De acordo com Lucks (2016), nos últimos anos, o autocontrole tem recebido atenção considerável na economia comportamental, na maioria das vezes, como uma explicação para a tomada de decisão inconsistente no tempo. Esse autor prossegue dizendo que a teoria econômica modelou o autocontrole de várias maneiras, a fim de explicar observações difíceis de conciliar com o modelo racional de maximização da utilidade esperada. Nesses modelos, a falta de autocontrole pode causar decisões contrárias aos interesses de longo prazo de um indivíduo, tais como comportamento relacionado a vícios, falta de poupança e procrastinação (Bucciol, Houser & Piovesan, 2010).

Lucks (2016) se apoia na suposição de que o autocontrole é um recurso limitado e que é variável ao longo do tempo no nível individual. De acordo com esse autor, baseado em autores da psicologia, exercer autocontrole consome energia e consequentemente diminui os recursos disponíveis para outros atos que exigem autocontrole. As habilidades de autocontrole se regeneram através do repouso, podem ser treinadas e diferem entre as pessoas (Muraven & Baumeister, 2000; Tangney et al., 2004; Muraven, 2010, Lucks, 2016).
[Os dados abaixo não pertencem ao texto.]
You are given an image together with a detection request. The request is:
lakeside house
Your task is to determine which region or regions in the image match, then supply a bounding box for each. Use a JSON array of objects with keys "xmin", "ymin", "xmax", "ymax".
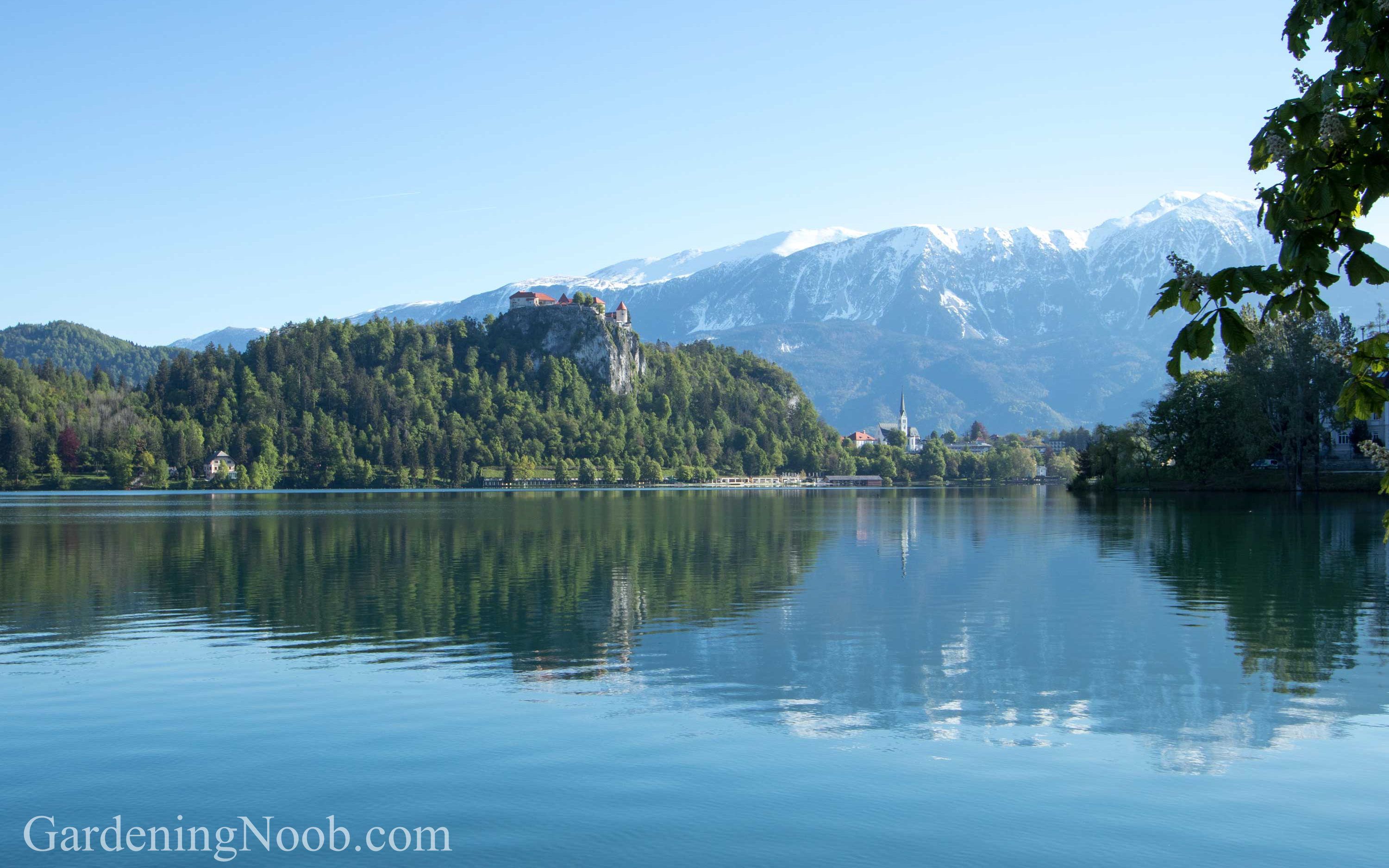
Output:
[
  {"xmin": 946, "ymin": 440, "xmax": 993, "ymax": 454},
  {"xmin": 878, "ymin": 392, "xmax": 921, "ymax": 453},
  {"xmin": 203, "ymin": 450, "xmax": 236, "ymax": 482},
  {"xmin": 825, "ymin": 476, "xmax": 882, "ymax": 487},
  {"xmin": 847, "ymin": 431, "xmax": 878, "ymax": 449},
  {"xmin": 1326, "ymin": 374, "xmax": 1389, "ymax": 458}
]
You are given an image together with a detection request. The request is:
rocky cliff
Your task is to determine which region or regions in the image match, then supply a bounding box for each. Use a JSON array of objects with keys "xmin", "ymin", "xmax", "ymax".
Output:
[{"xmin": 493, "ymin": 304, "xmax": 646, "ymax": 394}]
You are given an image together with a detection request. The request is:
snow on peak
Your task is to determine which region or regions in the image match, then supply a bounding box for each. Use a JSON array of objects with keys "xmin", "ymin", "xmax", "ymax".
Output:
[
  {"xmin": 1086, "ymin": 190, "xmax": 1240, "ymax": 250},
  {"xmin": 768, "ymin": 226, "xmax": 865, "ymax": 256},
  {"xmin": 589, "ymin": 226, "xmax": 864, "ymax": 285}
]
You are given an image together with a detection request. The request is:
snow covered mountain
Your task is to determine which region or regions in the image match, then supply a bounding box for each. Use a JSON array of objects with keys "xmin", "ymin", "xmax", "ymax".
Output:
[
  {"xmin": 340, "ymin": 226, "xmax": 864, "ymax": 322},
  {"xmin": 168, "ymin": 192, "xmax": 1389, "ymax": 431}
]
Bucciol, Houser e Piovesan (2011, 2013) mostram em experimentos de campo com crianças e adultos, que o esgotamento do autocontrole leva à redução da produtividade em tarefas subsequentes.

Alguns autores, como Kostek e Ashrafioun (2014) e Unger e Stahlberg (2011), estudaram as consequências das variações do autocontrole na tomada de decisão sob risco e relataram aumento da aversão ao risco após o esgotamento do autocontrole. No entanto, outros estudos também revelam um aumento na tolerância ao risco após manipulações semelhantes no autocontrole do grupo estudado (Bruyneel, Dewitte, Franses & Dekimpe, 2009; Friehe & Schildberg-Hõorisch, 2014). Já Gerhardt, Schildberg-Hörisch & Willrodt, (2017) não encontraram efeito significativo de manipulações de autocontrole nas preferências de risco dos indivíduos estudados.

Pompian (2015) observa que alguns vieses emocionais se relacionam mais ao medo, ou seja, ao desejo de proteção (aversão ao risco) e outros se relacionam mais à “ganância”, ou ao desejo por riqueza, juntamente com a maior disposição em correr riscos para obtê-la. De acordo com esse mesmo autor, os vieses de aversão à perda, status quo e medo de arrependimento se relacionam mais fortemente ao medo, portanto, indivíduos com esses vieses tendem a ser mais avessos ao risco.

De acordo Pompian (2015), o autocontrole, por sua vez, está mais relacionado à ganância, ou ao desejo de riqueza. Aqueles com maior autocontrole têm menor influência do medo, portanto, essas pessoas tenderiam a aceitar maior risco para terem a possibilidade de atingir maior riqueza.